Googlebot goes to the next page, and continues to follow links.
The problem comes when that form was a post form like the one I am typing on right now for a forum, or some other type of form to create user generated content. This makes it seem like google will see the text box and input random content from the site, then post it.
What keeps googlebot from becoming a nonsensical spambot? Yes, you can use nofollow, but there is such a huge quantity of web forms that don't have that now because they've never needed it. Retrofitting all of them web wide is not the most realistic of goals.
Touch everywhere, even when inappropriate.
...Google will rule the world
Distributed proteome folding @ WorldCommunityGrid.org
Team Slashdot - Members:#1 Run Time:#1 Points:#1 Results:#1
Well first of all, it's about time they learn how to read advanced sites! If your site is dependent on input from the user to display content, you're basically invisible to google. Now all they need is something to read text in flash files and they've got something going. But on the other hand, this is almost auto-fuzzing which could be considered hacking and I bet they'll often get results they didn't intend to and expose data that's supposed to be protected and private.
Google's Super Secret Search Algorithm: SELECT @search_results FROM internet WHERE @search_results = 'good'
Do you realize the amount of wasted time the operators of some websites will spend, processing the trash data that doing this will create? I speak mainly of feedback forms, e-mail signups, and the like. Also, what about the excess click-throughs that some websites may be paying an outside entity for? Finally, what of the time spent by IIS in examining the logs for yet another anomaly. Maybe these are unlikely possiblities, or maybe not, but it will come back to affect your image. Just a thought exercise: Consider the fun to be had in leading Google through dynamically generated pages, when a google Deep Web crawler comes to visit >:-)

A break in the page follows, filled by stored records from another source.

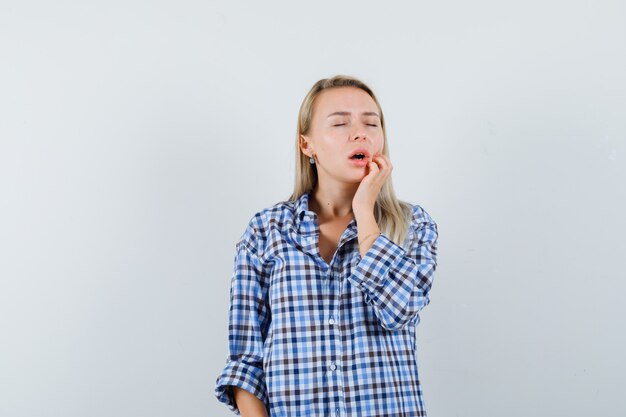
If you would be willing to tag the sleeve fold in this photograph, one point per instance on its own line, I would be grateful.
(396, 282)
(249, 318)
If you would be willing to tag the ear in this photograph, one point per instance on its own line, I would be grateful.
(304, 146)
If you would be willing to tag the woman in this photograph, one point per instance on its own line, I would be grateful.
(328, 284)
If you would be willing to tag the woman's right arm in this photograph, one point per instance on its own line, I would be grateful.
(249, 405)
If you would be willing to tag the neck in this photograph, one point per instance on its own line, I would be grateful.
(335, 202)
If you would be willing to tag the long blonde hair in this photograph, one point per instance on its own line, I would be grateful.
(391, 214)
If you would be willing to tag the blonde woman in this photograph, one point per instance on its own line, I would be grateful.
(328, 284)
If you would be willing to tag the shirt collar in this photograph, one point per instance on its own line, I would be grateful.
(302, 209)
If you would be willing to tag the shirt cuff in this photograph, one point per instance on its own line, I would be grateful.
(370, 273)
(243, 375)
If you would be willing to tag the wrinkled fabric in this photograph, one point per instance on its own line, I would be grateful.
(315, 339)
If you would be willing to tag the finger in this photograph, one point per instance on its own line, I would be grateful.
(386, 161)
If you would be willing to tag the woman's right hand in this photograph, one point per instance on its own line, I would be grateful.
(248, 404)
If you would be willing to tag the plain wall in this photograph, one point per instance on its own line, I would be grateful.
(138, 138)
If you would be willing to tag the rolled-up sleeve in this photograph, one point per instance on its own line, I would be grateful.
(248, 321)
(397, 282)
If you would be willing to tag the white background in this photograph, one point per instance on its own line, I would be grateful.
(138, 138)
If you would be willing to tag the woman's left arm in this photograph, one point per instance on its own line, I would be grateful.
(396, 282)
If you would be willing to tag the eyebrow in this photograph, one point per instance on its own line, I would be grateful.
(347, 113)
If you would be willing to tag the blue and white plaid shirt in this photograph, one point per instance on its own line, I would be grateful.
(313, 339)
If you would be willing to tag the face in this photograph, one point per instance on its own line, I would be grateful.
(344, 119)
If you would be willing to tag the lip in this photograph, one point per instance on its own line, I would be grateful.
(358, 162)
(360, 150)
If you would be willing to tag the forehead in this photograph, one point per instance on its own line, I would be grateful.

V for Vendetta: People should not be afraid of their governments. Governments should be afraid of their people.
They'll have to be careful how they go about this. If they start filling in forms with bogus data on blogs, forums etc., there are going to be a lot of pissed off website owners out there. Just imagine the number of admins who'll have to update their robots.txt for this. Just my 2c.
Does that mean I'll have to introduce methods that waste people's time in order to prevent google from registering on my site multiple times?
Cracking your forms. Sorry, could not help myself.
Okay, so how long until the spec for robots.txt is updated to have a "DontBeStupid" directive?
It must have been something you assimilated. . . .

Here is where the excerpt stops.